Atomize your stateful updates
So, this is definitely a great time to use a State monad. In particular, the atomic transform you're looking for is a way to take String -> String enumerating strings by a unique id for each string. Let's call it enumerate
import Control.Monad.State
-- | This is the only function which is going to touch our 'Variable's
enumerate :: Variable -> State OurState Variable
To do this, we'll need to track state that maps Strings to counts (Ints)

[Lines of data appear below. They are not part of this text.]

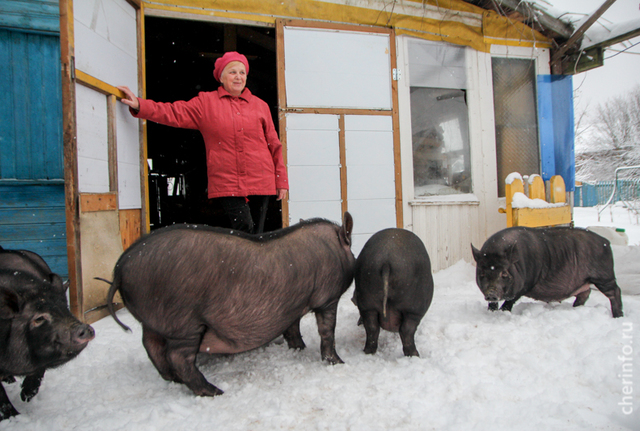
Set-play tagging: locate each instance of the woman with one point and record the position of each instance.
(244, 154)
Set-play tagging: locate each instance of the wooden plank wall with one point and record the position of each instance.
(30, 108)
(33, 218)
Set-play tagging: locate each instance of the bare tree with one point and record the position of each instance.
(612, 141)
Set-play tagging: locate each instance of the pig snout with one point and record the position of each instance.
(492, 295)
(81, 334)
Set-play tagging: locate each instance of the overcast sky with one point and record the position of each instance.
(620, 72)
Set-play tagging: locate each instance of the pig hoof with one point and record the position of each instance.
(210, 391)
(411, 352)
(7, 411)
(370, 350)
(333, 360)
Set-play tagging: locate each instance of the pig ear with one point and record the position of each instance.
(512, 255)
(9, 303)
(346, 229)
(56, 281)
(477, 255)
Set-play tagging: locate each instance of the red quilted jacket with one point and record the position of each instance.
(244, 154)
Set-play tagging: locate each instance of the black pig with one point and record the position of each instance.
(30, 263)
(549, 264)
(212, 290)
(394, 286)
(36, 328)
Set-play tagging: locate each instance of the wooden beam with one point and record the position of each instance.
(537, 15)
(282, 104)
(70, 150)
(342, 142)
(112, 143)
(397, 159)
(556, 58)
(92, 202)
(98, 85)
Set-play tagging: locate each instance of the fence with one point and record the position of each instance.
(589, 195)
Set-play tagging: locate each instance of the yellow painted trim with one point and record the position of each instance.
(536, 188)
(557, 190)
(452, 21)
(537, 217)
(98, 85)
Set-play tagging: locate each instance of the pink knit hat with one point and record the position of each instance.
(227, 58)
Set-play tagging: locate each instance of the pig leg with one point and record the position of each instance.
(582, 297)
(6, 408)
(612, 291)
(181, 354)
(156, 347)
(372, 328)
(293, 336)
(31, 385)
(508, 305)
(407, 334)
(326, 320)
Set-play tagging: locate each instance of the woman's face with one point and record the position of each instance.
(234, 78)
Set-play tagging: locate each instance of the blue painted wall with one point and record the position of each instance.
(557, 135)
(32, 201)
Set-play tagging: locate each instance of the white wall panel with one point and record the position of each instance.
(91, 118)
(370, 174)
(314, 183)
(317, 147)
(327, 68)
(105, 36)
(129, 181)
(106, 41)
(313, 164)
(330, 210)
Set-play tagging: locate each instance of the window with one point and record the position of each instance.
(516, 118)
(439, 119)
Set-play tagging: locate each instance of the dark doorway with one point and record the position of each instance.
(180, 56)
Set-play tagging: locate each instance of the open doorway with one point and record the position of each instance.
(180, 56)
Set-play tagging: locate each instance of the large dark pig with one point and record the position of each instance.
(28, 262)
(203, 289)
(550, 264)
(36, 328)
(394, 286)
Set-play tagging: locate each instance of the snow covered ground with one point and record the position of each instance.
(541, 367)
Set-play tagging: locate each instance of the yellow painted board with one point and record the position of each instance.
(536, 217)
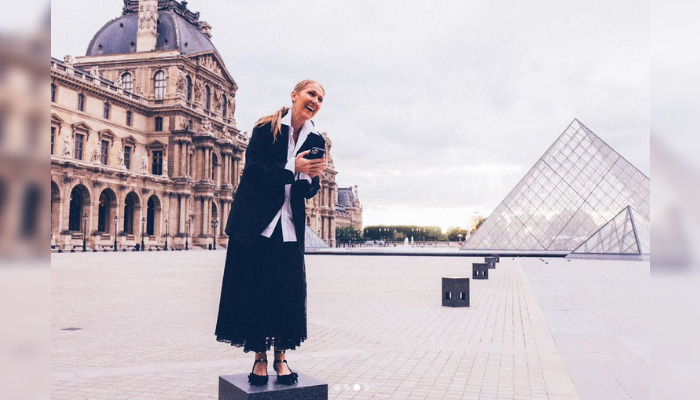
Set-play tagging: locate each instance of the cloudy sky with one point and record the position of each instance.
(436, 109)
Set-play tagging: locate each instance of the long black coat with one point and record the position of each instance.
(260, 194)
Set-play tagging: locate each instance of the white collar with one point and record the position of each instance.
(308, 125)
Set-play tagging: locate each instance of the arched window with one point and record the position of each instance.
(127, 82)
(189, 88)
(106, 211)
(207, 97)
(153, 208)
(159, 83)
(79, 199)
(130, 205)
(214, 164)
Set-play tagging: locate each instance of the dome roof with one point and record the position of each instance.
(118, 36)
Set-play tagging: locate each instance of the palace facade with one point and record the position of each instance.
(348, 210)
(144, 143)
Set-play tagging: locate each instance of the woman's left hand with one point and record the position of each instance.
(316, 171)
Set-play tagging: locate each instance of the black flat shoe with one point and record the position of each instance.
(288, 379)
(257, 380)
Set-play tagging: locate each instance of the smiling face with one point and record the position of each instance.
(307, 101)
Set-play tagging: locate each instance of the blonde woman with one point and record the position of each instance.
(263, 293)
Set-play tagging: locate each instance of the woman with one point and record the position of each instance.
(263, 293)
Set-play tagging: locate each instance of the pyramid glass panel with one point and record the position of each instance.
(577, 185)
(625, 234)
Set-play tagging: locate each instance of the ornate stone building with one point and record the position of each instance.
(348, 211)
(144, 143)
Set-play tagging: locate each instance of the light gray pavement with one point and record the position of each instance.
(597, 311)
(377, 329)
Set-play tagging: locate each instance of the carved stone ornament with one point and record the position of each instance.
(206, 127)
(217, 99)
(185, 123)
(198, 87)
(120, 158)
(181, 83)
(66, 145)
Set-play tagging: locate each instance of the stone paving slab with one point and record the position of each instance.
(598, 314)
(143, 329)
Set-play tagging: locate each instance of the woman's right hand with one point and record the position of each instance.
(310, 167)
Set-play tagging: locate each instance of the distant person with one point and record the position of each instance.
(263, 292)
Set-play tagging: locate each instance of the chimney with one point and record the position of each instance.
(205, 28)
(147, 33)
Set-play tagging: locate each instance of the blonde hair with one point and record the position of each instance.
(276, 118)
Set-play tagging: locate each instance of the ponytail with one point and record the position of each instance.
(276, 120)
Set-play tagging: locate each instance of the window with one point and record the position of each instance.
(159, 85)
(81, 102)
(127, 157)
(79, 138)
(157, 168)
(104, 150)
(127, 82)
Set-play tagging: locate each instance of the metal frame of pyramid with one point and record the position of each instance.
(625, 236)
(578, 185)
(312, 240)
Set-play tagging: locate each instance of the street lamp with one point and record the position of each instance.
(84, 231)
(143, 222)
(187, 234)
(214, 224)
(166, 234)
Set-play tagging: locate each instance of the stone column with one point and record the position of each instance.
(176, 159)
(183, 158)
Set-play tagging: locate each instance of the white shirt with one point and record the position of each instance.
(284, 215)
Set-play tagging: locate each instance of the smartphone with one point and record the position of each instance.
(315, 153)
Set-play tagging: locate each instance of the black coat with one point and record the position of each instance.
(260, 194)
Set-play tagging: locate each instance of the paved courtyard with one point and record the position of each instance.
(140, 326)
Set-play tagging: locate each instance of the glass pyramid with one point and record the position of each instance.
(578, 185)
(312, 240)
(626, 234)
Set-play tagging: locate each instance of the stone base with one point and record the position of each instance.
(455, 292)
(236, 387)
(480, 270)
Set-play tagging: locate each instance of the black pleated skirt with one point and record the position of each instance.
(263, 295)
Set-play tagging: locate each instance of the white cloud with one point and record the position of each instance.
(430, 103)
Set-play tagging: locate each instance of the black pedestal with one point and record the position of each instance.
(236, 387)
(491, 261)
(480, 271)
(455, 292)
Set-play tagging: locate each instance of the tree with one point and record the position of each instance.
(454, 232)
(347, 234)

import qualified Data.Map as M
type OurState = Map String Int
runOurState :: State OurState a -> a
runOurState = flip evalState M.empty
runOurState $ mapM enumerate ["x", "y", "z", "x" ,"x", "x", "y"]
-- ["x1", "y1", "z1", "x2", "x3", "x4", "y2"]
so we can implement enumerate pretty directly as a stateful action.
enumerate :: Variable -> State OurState Variable
enumerate var = do m <- get
let n = 1 + M.findWithDefault 0 var m
put $ M.insert var n m
return $ var ++ show n
Cool!
Folding generically over an expression tree
Now we really ought to write an elaborate folding apparatus which maps Expr -> State OurState Expr by applying enumerate on each Var-type leaf.
enumerateExpr :: Expr -> State OurState Expr
enumerateExpr T = return T
enumerateExpr (Var s) = fmap Var (enumerate s)
enumerateExpr (And e1 e2) = do em1 <- addCounter e1
em2 <- addCounter e2
return (Add em1 em2)
enumerateExpr (Not expr) = fmap Not (addCounter expr)
But this is pretty tedious, so we'll use the Uniplate library to keep dry.
{-# LANGUAGE DeriveDataTypeable #-}
import Data.Data
import Data.Generics.Uniplate.Data
data Expr = T | Var Variable | And Expr Expr | Not Expr
deriving (Show,Eq,Ord,Data)
onVarStringM :: (Variable -> State OurState Variable) -> Expr -> State OurState Expr
onVarStringM action = transformM go
where go :: Expr -> State OurState Expr
go (Var s) = fmap Var (action s)
go x = return x
The transformM operator does just what we want—apply a monadic transformation over all the pieces of a generic tree (our Expr).
So now, we just unpack the Stateful action to make addCounter
addCounter :: Expr -> Expr
addCounter = runOurState . onVarStringM enumerate
Oh, wait!
Just noticed, this doesn't actually have the right behavior—it doesn't enumerate your variables quite right (prop_addCounter1 fails but prop_addCounter2 passes). Unfortunately, I'm not really sure how it ought to be done... but given this separation of concerns laid out here it'd be very easy to just write the appropriate enumerate Stateful action and apply it to the same generic Expr-transforming machinery.